September 1, 2025
Daily Devotional

Daily Devotional

"So Joshua took all that land, the hill country and all the Negeb and all the land of Goshen and the lowland and the Arabah and the hill country of Israel and its lowland 17 from Mount Halak, which rises toward Seir, as far as Baal-gad in the Valley of Lebanon below Mount Hermon. And he captured all their kings and struck them and put them to death. 18 Joshua made war a long time with all those kings. 19 There was not a city that made peace with the people of Israel except the Hivites, the inhabitants of Gibeon. They took them all in battle. 20 For it was the Lord's doing to harden their hearts that they should come against Israel in battle, in order that they should be devoted to destruction and should receive no mercy but be destroyed, just as the Lord commanded Moses."

Joshua 11:16-20

We live in a culture that simultaneously demands God act against evil while recoiling when Scripture shows Him actually doing so. This contradiction reveals something deep about human nature—we want justice according to our terms, not God’s. The conquest of Canaan forces us to wrestle with uncomfortable truths about divine judgment and perfect justice.

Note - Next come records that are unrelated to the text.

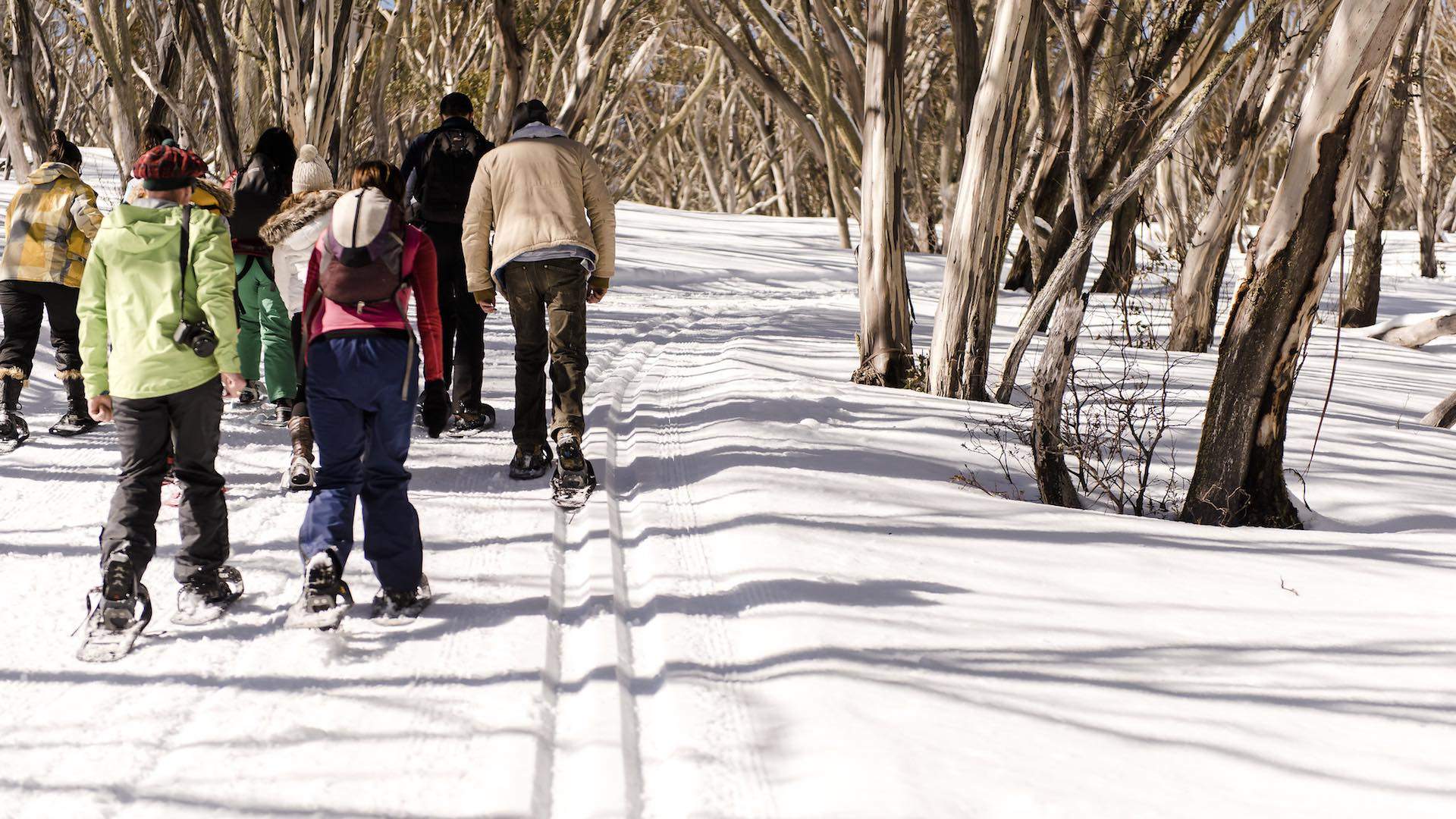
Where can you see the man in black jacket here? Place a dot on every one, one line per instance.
(438, 169)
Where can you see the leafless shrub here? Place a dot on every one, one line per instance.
(1116, 425)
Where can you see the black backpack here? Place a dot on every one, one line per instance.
(446, 172)
(256, 196)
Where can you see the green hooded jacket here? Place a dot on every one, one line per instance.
(128, 303)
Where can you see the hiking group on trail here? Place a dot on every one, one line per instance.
(284, 290)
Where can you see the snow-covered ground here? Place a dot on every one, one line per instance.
(780, 604)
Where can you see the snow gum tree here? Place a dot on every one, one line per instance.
(1253, 127)
(1239, 474)
(1373, 206)
(884, 300)
(960, 347)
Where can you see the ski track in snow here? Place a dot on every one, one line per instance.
(777, 604)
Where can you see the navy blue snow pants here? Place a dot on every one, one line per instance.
(362, 426)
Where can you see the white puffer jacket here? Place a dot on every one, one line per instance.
(293, 232)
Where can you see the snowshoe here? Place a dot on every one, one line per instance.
(300, 469)
(73, 425)
(251, 394)
(114, 624)
(14, 430)
(471, 422)
(400, 608)
(209, 596)
(299, 477)
(76, 422)
(574, 480)
(277, 416)
(325, 598)
(529, 465)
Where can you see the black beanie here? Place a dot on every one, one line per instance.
(528, 112)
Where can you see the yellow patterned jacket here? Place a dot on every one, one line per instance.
(50, 226)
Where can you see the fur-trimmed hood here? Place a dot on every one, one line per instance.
(223, 196)
(296, 213)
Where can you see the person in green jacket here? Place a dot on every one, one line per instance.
(159, 349)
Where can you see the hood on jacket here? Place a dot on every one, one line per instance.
(50, 172)
(296, 213)
(150, 231)
(538, 131)
(360, 216)
(223, 196)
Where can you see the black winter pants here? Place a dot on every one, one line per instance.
(549, 314)
(462, 324)
(143, 428)
(20, 308)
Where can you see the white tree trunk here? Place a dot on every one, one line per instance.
(884, 308)
(960, 347)
(1239, 475)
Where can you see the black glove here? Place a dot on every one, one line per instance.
(436, 410)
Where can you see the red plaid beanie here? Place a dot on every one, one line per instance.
(168, 168)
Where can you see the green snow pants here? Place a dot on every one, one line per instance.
(265, 327)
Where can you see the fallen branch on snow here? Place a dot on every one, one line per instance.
(1414, 331)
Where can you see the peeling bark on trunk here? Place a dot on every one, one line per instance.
(1072, 264)
(1122, 254)
(1429, 199)
(960, 347)
(1239, 475)
(1257, 120)
(884, 308)
(1047, 390)
(1363, 289)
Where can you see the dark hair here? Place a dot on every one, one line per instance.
(152, 136)
(63, 150)
(277, 145)
(382, 177)
(528, 112)
(456, 105)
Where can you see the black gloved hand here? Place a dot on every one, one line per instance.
(436, 409)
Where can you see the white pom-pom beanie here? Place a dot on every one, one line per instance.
(310, 172)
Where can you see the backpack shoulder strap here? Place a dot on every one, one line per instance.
(184, 254)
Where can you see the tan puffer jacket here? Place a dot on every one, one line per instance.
(536, 191)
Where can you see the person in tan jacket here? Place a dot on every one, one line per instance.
(552, 253)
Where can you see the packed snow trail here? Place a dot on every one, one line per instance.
(778, 602)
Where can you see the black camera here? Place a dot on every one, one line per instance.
(197, 337)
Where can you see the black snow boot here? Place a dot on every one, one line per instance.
(118, 591)
(213, 586)
(14, 430)
(530, 463)
(471, 422)
(324, 582)
(76, 422)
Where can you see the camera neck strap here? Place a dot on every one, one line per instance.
(184, 259)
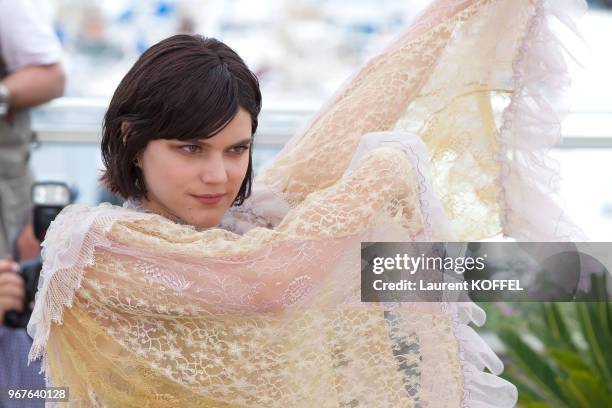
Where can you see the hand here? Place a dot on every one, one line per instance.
(12, 288)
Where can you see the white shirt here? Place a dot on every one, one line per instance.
(26, 35)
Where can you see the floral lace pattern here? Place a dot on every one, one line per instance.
(435, 139)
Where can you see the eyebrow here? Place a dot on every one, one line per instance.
(202, 143)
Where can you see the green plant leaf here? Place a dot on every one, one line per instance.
(535, 366)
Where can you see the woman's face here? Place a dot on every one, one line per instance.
(197, 181)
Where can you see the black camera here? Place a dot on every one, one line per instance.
(48, 198)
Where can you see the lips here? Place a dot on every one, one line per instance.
(209, 198)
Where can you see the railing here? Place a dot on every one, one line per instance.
(79, 120)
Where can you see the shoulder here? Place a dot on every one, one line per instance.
(78, 219)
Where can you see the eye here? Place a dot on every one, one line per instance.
(239, 149)
(190, 148)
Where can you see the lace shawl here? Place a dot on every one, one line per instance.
(442, 136)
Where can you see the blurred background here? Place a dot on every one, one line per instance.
(284, 42)
(302, 50)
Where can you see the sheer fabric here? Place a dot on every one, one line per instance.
(440, 137)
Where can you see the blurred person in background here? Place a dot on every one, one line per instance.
(30, 75)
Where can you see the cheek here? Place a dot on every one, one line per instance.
(164, 174)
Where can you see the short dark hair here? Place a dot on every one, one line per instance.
(185, 87)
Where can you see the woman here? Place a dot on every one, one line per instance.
(441, 137)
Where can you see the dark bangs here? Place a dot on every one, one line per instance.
(186, 87)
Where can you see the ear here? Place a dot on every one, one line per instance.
(125, 129)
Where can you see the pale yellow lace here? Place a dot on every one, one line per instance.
(142, 312)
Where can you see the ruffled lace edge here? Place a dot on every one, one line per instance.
(531, 125)
(480, 389)
(61, 276)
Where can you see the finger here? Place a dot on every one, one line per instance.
(7, 279)
(7, 265)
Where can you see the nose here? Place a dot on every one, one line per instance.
(213, 169)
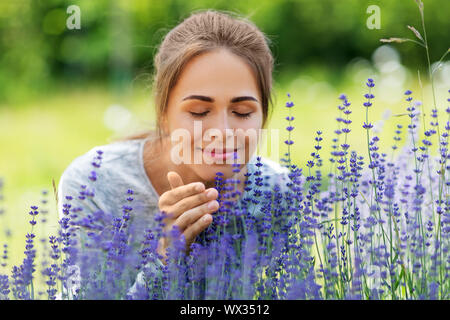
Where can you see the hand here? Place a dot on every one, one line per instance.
(188, 207)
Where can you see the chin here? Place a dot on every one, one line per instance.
(208, 172)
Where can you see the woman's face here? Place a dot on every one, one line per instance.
(216, 95)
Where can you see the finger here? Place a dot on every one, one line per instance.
(191, 216)
(193, 201)
(194, 229)
(174, 179)
(173, 196)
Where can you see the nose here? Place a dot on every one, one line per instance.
(221, 124)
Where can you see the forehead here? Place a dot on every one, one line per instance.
(219, 74)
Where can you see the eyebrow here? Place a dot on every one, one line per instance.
(209, 99)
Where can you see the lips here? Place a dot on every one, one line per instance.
(222, 154)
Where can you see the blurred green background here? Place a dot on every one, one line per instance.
(62, 91)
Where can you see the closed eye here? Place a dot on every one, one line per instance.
(242, 115)
(201, 114)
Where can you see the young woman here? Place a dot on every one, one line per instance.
(212, 69)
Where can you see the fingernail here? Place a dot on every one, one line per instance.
(210, 193)
(212, 205)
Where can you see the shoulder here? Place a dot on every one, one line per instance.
(118, 171)
(115, 154)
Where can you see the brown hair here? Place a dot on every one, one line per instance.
(203, 31)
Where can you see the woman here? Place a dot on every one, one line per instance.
(212, 70)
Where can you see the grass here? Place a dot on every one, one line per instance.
(39, 139)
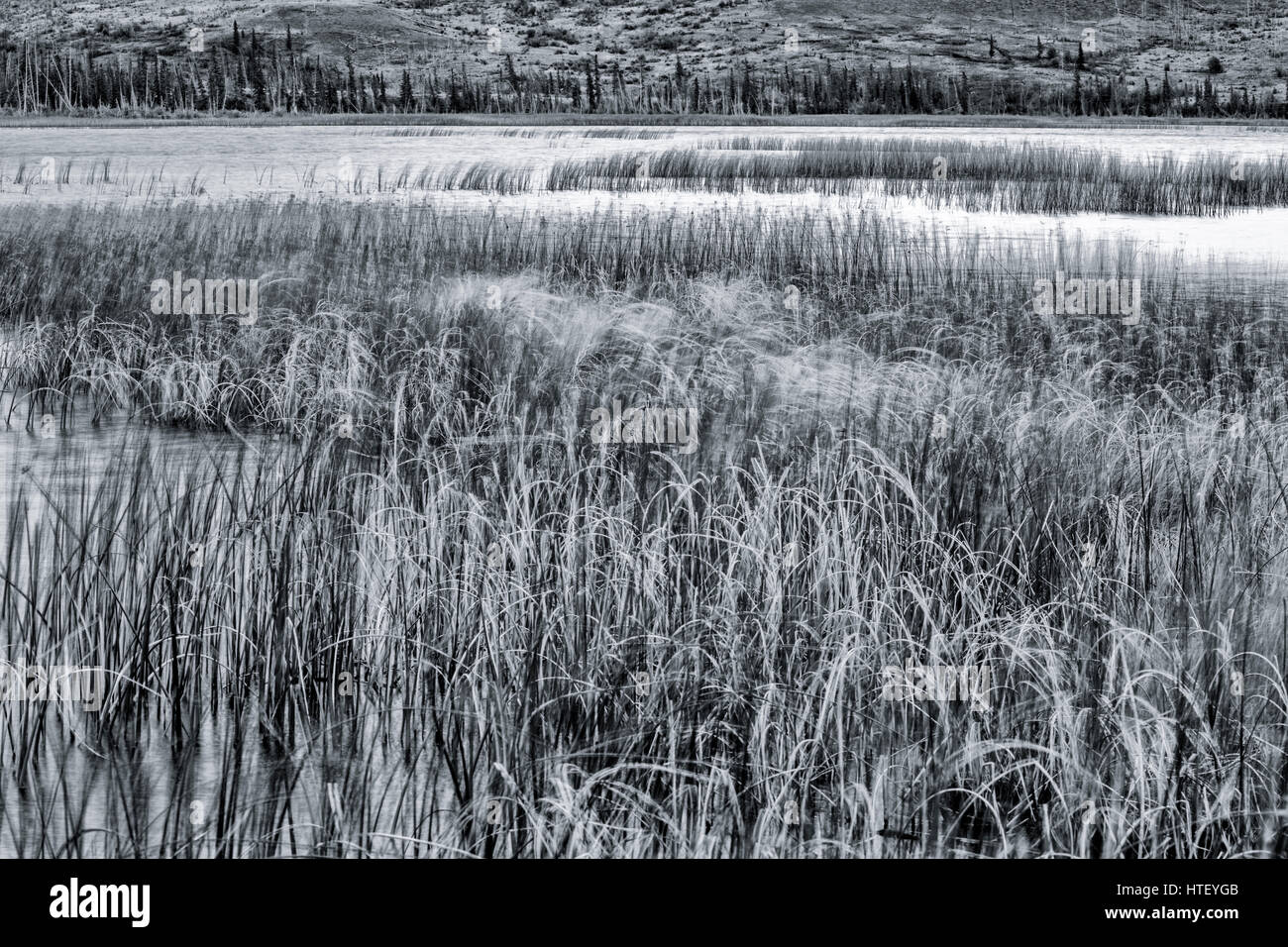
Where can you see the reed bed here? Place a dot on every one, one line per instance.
(980, 176)
(408, 607)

The phrase “the Lord hardened their hearts” in verse 20 stops us in our tracks. But notice the context: this hardening served a purpose, “that they should be devoted to destruction and should receive no mercy, but be destroyed, just as the Lord commanded Moses.” This wasn’t arbitrary cruelty; it was the fulfillment of divine justice promised centuries earlier.

God’s hardening doesn’t create evil in neutral hearts; it works with existing rebellion. Like the sun that hardens clay but softens wax, God’s sovereign action reveals what’s already there. The Canaanites had chosen rebellion for generations. God simply used their hardened hearts to accomplish His covenant purposes.

Today's Challenge

Where do you find yourself wanting God to judge evil in the world? Are there areas where you struggle with God's methods of justice in Scripture? How might your discomfort reveal areas where you're trying to be God's counselor rather than trusting His perfect wisdom?

Prayer

Lord, I confess that sometimes I want You to act according to my understanding rather than Your perfect justice. Help me trust Your sovereignty even when it makes me uncomfortable. Give me the humility to recognize that Your ways are higher than my ways, and Your thoughts higher than my thoughts. Help me wrestle with difficult passages in a way that strengthens rather than weakens my faith. Amen.